Nuclear attack? We must support Corbyn’s refusal to murder millions: Oliver Tickell

Another unpublished article found in archives – extracts set out Jeremy Corbyn’s position on nuclear weapons.   

“There are five declared nuclear weapon states in the world. There are three others that have nuclear weapons. That is eight countries out of 192; 187 countries do not feel the need to have nuclear weapons to protect their security. Why should those five need them to protect their security? We are not in the cold war any more.

Some highlights from this article by Oliver Tickell (right) published on1st October 2015.

Jeremy Corbyn’s first Labour Conference as party leader and Leader of the Opposition was looking like an overwhelming success – the best in many years.

Even more important, opinion polls were showing that Corbyn popularity in the country was on the rise. In a Sky poll, more than half thought he would make a credible prime minister, 66% liked his leadership style, and 59% felt more likely to vote Labour in a General Election. Disaster!

In an interview with the BBC’s Laura Kuenssberg he was asked about nuclear weapons:

LC: “Would you ever push the nuclear button if you were prime minister?”

JC: “I am opposed to nuclear weapons, I am opposed to the holding and usage of nuclear weapons. Nuclear weapons are the ultimate weapons of mass destruction that can only kill millions of civilians if ever used. I am totally and morally opposed to nuclear weapons. I do not see them as a defence and do not see the use of them as a credible way to do things”

LC: “So yes or no you would never push the nuclear button?”

JC: “I have told you perfectly clearly its immoral to have or use nuclear weapons, I have made that clear all my life.”

LK: “But Jeremy Corbyn do you acknowledge there is a risk that you would put your own principles before the protection of this country?”

JC: “It looks to the voters I hope that I am someone who is absolutely committed to the spread of international law, spreading international human rights, bringing a nuclear free world nearer.”

LK: “And that is more important to you than the protection of this country? Some voters might think that.”

JC: “We are not under threat from any nuclear power. We are under threat from instability, yes, there is a terrorist issue around the world. Listen, the nuclear weapons that the United States hold, all the hundreds if not thousands of warheads they’ve got, were no help to them on 9/11.”

In other BBC interviews he referred to the UK’s legal duties to pursue nuclear disarmament under the Non-Proliferation Treaty, adding:

“I want to see a nuclear-free world. I believe it is possible. I do not think we should be renewing Trident … I think we should be promoting an international nuclear weapons convention which would lead to a nuclear-free world.

“There are five declared nuclear weapon states in the world.
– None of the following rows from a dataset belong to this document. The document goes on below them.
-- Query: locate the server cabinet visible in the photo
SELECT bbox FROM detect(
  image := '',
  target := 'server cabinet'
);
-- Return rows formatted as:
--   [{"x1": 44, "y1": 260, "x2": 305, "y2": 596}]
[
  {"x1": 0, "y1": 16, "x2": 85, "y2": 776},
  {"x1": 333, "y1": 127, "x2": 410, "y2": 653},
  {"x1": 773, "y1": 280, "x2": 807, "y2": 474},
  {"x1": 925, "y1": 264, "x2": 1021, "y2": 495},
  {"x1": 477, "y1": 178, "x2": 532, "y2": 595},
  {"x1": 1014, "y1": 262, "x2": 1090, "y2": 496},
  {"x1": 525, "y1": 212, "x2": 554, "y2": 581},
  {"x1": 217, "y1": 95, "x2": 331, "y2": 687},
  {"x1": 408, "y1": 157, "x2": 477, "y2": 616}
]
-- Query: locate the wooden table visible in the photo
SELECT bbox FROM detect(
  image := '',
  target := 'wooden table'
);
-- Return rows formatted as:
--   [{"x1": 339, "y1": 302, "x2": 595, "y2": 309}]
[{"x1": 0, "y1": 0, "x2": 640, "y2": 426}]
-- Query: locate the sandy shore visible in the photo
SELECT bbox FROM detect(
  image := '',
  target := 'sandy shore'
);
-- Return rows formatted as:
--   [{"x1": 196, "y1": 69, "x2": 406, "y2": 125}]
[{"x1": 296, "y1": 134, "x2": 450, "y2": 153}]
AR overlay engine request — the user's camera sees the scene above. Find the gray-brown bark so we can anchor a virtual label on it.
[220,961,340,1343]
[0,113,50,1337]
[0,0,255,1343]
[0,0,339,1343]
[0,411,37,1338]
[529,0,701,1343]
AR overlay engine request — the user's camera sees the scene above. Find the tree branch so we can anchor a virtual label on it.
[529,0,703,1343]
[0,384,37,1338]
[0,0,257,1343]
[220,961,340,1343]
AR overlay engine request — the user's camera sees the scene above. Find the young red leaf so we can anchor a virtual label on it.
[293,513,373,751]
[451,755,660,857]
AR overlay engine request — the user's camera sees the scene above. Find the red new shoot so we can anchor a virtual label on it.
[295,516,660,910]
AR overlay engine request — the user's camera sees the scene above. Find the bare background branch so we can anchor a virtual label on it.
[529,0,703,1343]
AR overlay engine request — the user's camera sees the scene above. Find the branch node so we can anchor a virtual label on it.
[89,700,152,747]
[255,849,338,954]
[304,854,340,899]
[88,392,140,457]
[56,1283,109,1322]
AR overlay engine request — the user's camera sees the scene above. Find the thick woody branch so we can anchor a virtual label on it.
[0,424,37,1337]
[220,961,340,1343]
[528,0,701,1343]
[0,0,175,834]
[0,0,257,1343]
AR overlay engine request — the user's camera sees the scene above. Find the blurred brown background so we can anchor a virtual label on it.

There are three others that have nuclear weapons. That is eight countries out of 192; 187 countries do not feel the need to have nuclear weapons to protect their security. Why should those five need them to protect their security? We are not in the cold war any more.

“I don’t think we should be spending £100bn on renewing Trident. That is a quarter of our defence budget. There are many in the military that do not want Trident renewed because they see it as an obsolete thing they don’t need. They would much rather see it spent on conventional weapons.”

And as he pointed out in his own speech to the conference, this is the position that he took in the leadership election, on which he was elected with a massive popular mandate.

Corbyn’s principled refusal to make himself a mass murderer and war criminal is legally, strategically and militarily correct, and in accordance with the UK’s international treaty obligations to pursue nuclear disarmament. We should give him our unconditional support in his quest for a nuclear-free world.

Oliver Tickell studied physics at Oxford University and is a founding fellow of the Green Economic Institute. He is a British journalist, author and campaigner on health and environment issues, and author of the book Kyoto2 which sets out a blueprint for effective global climate governance. His articles have been published in all the broadsheet newspapers and numerous magazines including New Scientist, New Statesman and The Economist. He is an experienced broadcaster on the BBC home and world services including “Today”, “PM”, “Costing the Earth”, “Farming World” and “Farming Today”.